Ces résultats «correspondent à ce que les intensivistes nous disent: les gens arrivent à l’hôpital beaucoup plus malades maintenant qu’il y a un an», déclare le docteur Fisman. «J’espère qu’en voyant qu’il s’agit vraiment d’un virus plus dangereux qu’il ne l’était il y a un an, cela motivera certaines personnes qui résistent encore à se faire vacciner.»

 

Des malades plus jeunes 

L’étude a révélé que les personnes infectées par des variants préoccupants étaient significativement plus jeunes et moins susceptibles d’avoir des comorbidités que les personnes atteintes d’infections qui ne sont pas liées aux variants. Par ailleurs, le risque accru de résultats indésirables persistait même après que les chercheurs aient ajusté l’âge, le sexe, les comorbidités et d’autres facteurs.

Les chercheurs ont également examiné l’efficacité des vaccins, qui ont atténué la gravité des variants en réduisant le risque de maladies graves et de décès chez les personnes partiellement et complètement vaccinées.

Selon le docteur Fisman, l’une des principales raisons pour lesquelles le Delta n’a pas fait autant de ravages au Canada qu’en Inde, par exemple, est que ce variant est apparu ici au moment où la vaccination s’intensifiait.

Pourtant, le spécialiste rappelle que le Delta présente un risque énorme, en particulier pour les non-vaccinés, qui constituent désormais la grande majorité des cas de COVID-19, des hospitalisations et des décès au Canada et ailleurs dans le monde.

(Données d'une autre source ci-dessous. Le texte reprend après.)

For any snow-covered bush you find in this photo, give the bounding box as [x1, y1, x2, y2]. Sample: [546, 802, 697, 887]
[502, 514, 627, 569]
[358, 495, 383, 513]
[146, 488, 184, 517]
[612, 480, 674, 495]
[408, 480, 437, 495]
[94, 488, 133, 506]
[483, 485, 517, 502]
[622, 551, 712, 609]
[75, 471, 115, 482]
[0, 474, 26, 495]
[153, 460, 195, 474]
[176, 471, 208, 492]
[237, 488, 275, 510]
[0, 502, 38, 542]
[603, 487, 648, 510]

Un peu plus de 80% des Canadiens admissibles étaient complètement vaccinés au 25 septembre, selon Santé Canada.

Le docteur Fisman rappelle aussi que les rassemblements lors du long congé de l’Action de grâces, en fin de semaine, peuvent être risqués s’ils impliquent un mélange d’adultes vaccinés et non vaccinés. Mais le danger peut être atténué en se réunissant à l’extérieur, si le temps le permet, en gardant les fenêtres ouvertes ou en utilisant des systèmes de filtration d’air comme «prochaine ligne de défense».

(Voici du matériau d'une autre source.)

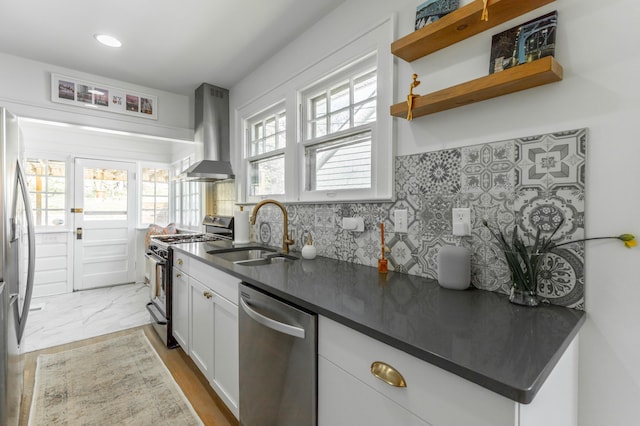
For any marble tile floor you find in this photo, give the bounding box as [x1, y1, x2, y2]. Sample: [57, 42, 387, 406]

«Les adultes non vaccinés créent potentiellement un risque pour leur entourage», a-t-il souligné. «Nous nous attendons en quelque sorte à voir une légère augmentation du nombre de cas après l’Action de grâces.»

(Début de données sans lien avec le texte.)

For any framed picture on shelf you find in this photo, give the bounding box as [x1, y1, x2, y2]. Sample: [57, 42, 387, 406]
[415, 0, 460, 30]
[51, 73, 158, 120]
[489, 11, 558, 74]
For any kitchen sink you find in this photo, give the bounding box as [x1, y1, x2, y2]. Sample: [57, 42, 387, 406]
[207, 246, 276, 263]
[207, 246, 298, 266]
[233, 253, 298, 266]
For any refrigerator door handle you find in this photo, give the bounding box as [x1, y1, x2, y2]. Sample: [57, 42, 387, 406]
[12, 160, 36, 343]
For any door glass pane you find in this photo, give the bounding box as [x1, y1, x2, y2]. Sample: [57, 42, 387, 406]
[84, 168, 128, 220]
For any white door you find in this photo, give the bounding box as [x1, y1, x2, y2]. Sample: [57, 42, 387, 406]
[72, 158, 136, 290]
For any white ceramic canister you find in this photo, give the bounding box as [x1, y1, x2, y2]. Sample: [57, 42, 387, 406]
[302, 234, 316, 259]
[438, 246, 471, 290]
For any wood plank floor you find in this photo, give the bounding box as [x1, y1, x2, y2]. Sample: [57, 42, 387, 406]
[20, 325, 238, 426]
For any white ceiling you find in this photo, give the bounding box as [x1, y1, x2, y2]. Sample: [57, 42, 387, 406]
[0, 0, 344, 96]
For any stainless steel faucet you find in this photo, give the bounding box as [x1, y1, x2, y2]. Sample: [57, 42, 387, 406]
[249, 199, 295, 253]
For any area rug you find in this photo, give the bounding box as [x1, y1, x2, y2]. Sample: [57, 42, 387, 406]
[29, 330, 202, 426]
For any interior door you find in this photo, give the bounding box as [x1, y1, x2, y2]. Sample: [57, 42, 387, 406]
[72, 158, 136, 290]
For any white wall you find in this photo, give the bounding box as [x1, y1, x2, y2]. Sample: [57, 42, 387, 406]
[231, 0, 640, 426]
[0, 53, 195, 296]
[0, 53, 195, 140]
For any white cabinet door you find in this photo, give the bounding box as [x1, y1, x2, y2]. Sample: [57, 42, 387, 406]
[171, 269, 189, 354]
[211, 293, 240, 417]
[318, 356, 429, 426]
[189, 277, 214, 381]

Le professeur Fisman n’a pas été étonné de la rapidité avec laquelle le Delta a dépassé les autres variants, qui ont «pour la plupart disparu» en Ontario. «Il s’agit essentiellement d’une sélection naturelle accélérée», a-t-il expliqué. «Nous savons que l’Alpha, le Beta, le Gamma étaient environ une fois et demie plus infectieux que le variant de Wuhan, puis le Delta a encore environ doublé ce taux.

«C’est une souche beaucoup plus infectieuse et on la voit en quelque sorte chasser les variants précédents.»